Una sombra cruzó el rostro enrojecido de Sheritra y Khaemuast comprendió que su comentario había sido desleal. «¿Qué contiene este vino?», se preguntó.

—Otra excelente cosecha —observó apresuradamente, levantando su taza.

Tbubui inclinó la cabeza.

—Gracias, príncipe. No nos interesan las ropas caras ni la diversión constante, pero somos exigentes cuando se trata del vino.

Khaemuast tuvo la incómoda impresión de que en ese «somos" estaba incluida su hija, como si, por un fugaz segundo, no fuera suya, sino de Tbubui; como si, por alguna alquimia desconocida, hubiera sido siempre de Tbubui. La entrada de Harmin le ahorró más comentarios. El joven entregó su espada al sirviente más cercano y avanzó hacia el interior de la casa. Estaba empapado en sudor y tenía el pelo, las fosas nasales y las pantorrillas sucias de arena. Con una sonrisa afable, se inclinó ante Khaemuast, aunque mostrando sólo ojos para Sheritra. "Cada vez mejor», pensó su padre.

—Te saludo, Harmin —dijo—. Confio en que hayas mejorado tu puntería lo suficiente como para justificar tanto calor y tanto polvo.

El muchacho enarcó las cejas y se llevó una mano al cabello, pegajoso.

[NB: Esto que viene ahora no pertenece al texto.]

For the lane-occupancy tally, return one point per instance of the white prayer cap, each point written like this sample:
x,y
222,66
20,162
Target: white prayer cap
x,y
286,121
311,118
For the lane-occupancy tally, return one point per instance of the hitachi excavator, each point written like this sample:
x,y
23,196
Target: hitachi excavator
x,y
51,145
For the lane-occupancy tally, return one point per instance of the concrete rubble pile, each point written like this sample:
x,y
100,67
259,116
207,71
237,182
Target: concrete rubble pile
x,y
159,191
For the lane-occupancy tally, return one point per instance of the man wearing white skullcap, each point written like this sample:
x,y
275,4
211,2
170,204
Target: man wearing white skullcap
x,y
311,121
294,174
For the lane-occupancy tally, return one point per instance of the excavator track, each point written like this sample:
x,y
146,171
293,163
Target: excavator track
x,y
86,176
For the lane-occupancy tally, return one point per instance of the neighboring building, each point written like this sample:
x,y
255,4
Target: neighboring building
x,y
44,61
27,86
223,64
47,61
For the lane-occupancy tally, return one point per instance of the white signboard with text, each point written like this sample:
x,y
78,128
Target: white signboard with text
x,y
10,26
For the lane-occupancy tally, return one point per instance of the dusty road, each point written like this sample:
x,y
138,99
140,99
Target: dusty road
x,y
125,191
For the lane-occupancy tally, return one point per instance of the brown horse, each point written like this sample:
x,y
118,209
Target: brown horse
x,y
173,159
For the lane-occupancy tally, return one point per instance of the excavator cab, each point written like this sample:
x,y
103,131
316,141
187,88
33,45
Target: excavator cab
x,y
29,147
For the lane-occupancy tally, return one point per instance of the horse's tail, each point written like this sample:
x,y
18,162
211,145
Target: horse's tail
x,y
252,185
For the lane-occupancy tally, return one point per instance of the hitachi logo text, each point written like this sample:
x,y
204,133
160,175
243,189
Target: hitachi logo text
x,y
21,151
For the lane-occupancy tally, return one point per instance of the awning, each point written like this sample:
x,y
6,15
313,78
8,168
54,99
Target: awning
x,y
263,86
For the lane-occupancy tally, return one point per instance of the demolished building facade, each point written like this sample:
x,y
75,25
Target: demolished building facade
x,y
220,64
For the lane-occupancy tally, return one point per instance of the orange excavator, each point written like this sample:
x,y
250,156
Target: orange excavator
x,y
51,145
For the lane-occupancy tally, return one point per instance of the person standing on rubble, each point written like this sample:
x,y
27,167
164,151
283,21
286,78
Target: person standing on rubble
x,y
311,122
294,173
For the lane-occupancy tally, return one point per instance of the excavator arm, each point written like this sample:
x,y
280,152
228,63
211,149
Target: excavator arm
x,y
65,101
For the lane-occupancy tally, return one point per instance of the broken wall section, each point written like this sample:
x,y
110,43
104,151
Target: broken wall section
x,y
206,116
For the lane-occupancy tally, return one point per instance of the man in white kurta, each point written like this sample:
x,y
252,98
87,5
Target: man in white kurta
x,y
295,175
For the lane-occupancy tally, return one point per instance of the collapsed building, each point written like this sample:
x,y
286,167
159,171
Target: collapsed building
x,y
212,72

—Creo que tiro con más precisión y a mayor distancia —dijo—, pero hoy no. Si me disculpas, príncipe, iré a bañarme. Sheritra, llama a Bakmut y acompáñame. Puedes levantar un dosel en el jardín mientras me baño. Siempre que no te moleste, príncipe, si has concluido tu visita a la princesa.

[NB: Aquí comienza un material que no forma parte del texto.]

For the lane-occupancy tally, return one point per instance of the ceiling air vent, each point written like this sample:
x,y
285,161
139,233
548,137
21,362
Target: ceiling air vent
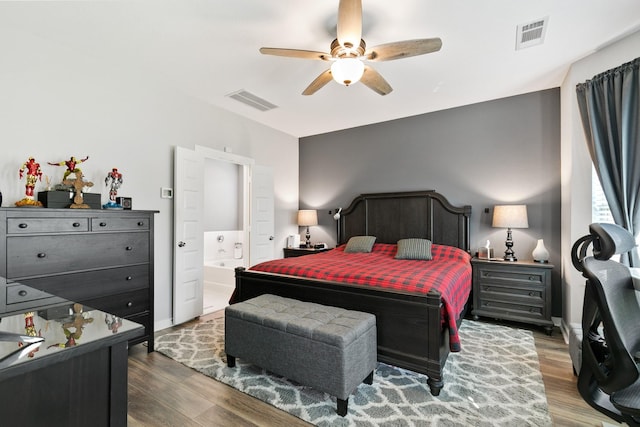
x,y
531,34
252,100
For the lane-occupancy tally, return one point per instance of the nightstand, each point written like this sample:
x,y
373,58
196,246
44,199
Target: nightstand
x,y
518,291
293,252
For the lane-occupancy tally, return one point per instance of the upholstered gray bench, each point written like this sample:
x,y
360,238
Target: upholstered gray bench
x,y
328,348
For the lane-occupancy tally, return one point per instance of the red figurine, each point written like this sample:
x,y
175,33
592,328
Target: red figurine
x,y
33,174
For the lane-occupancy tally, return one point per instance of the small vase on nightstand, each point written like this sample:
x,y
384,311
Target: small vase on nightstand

Khaemuast se sintió desconcertado, tanto por la arrogante familiaridad con que Harmim trataba a Sheritra como por la presunción de que su visita era menos importante que sus propios deseos. Tampoco le pasó desapercibida la rápida mirada que madre e hijo intercambiaron mientras éste hablaba. Se preguntó qué significaría.